P. Usted empezó en El Molino, que creó Víctor Merino en Puente Arce (Cantabria). ¿Cuánto le debe la cocina de vanguardia a ese gran restaurador de los años setenta en nuestro país muero en accidente de tráfico?
R. Yo creo que muchísimo. Era inquieto, culto, sofisticado, arriesgado. Fue una pérdida demasiado prematura y en mitad de su expansión. Él nos mostró que podía llegar a existir una cocina cántabra moderna y distinta, que la podíamos crear, inventar.
P. ¿Cuándo cogió usted por primera vez una sartén y para quién?
R. Para mi padre, a raíz de una enfermedad de mi madre. Estábamos solos en casa y me salió una tortilla a la que metí guindillas o algo así. Ya más adelante me sedujo la repostería, por una pastelería a la que íbamos en Calahorra. Entraba en el obrador y me alucinaba como emborrachaban los bizcochos. Cuando en casa se quedaba algo seco, yo lo emborrachaba, hacía mis pinitos y luego lo vendía.
P. Una tercera estrella Michelin, ¿te hace plenamente feliz o comienza ahí el miedo a no perderla?
R. Recuerdo la alegría de la primera, más inconsciente. Nunca nos habíamos marcado el objetivo de las tres. Pero cuando la consigues, es algo mucho más reflexivo. Lo que se te hace más duro es satisfacer las expectativas de quien acude a tu restaurante. Estar a la altura. Eso es una presión importante, no cometer ni un fallo.
P. Le voy a hacer una pregunta muy populista. Entre el precio de los ingredientes que cuesta lo que me pone en el plato y los 300 euros que puedes acabar pagando en un restaurante de alta gama, ¿dónde está el valor que justifica la diferencia?

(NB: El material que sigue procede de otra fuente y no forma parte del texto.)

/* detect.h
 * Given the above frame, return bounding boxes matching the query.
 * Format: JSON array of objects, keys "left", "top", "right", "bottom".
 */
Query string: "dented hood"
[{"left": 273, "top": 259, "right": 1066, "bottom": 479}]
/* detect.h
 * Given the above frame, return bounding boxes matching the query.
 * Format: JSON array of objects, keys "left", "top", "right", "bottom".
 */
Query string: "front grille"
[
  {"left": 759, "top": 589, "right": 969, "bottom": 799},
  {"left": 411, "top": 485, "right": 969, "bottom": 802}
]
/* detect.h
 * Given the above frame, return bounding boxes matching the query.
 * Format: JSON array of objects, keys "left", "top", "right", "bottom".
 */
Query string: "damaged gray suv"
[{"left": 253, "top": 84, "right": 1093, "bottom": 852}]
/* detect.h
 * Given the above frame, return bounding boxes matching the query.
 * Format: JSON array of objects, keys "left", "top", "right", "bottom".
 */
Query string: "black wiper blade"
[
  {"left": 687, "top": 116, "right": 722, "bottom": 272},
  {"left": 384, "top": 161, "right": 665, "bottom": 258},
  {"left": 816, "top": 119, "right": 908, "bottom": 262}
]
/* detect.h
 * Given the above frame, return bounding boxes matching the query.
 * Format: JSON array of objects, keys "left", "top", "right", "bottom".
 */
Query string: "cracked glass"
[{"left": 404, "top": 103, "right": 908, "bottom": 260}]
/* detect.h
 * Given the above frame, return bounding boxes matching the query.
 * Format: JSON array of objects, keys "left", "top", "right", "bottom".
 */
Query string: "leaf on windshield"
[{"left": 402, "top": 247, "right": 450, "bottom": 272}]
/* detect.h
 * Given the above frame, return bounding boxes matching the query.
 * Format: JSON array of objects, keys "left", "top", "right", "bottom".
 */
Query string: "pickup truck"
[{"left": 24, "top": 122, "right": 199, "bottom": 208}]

R. ¿Cuánto es el coste básico de un teléfono inteligente? ¿10 euros? Pues, lo mismo. Parto de la base que los restaurantes son baratos para el servicio que recibes. ¿Qué pagas? El equipo, la inversión que requiere año tras año el lugar, la creatividad y ese sentido de recibir algo único o exclusivo que te proporciona también un objeto como un teléfono de alta gama, por ejemplo. Insisto, por todo lo que recibes a cambio, es barato.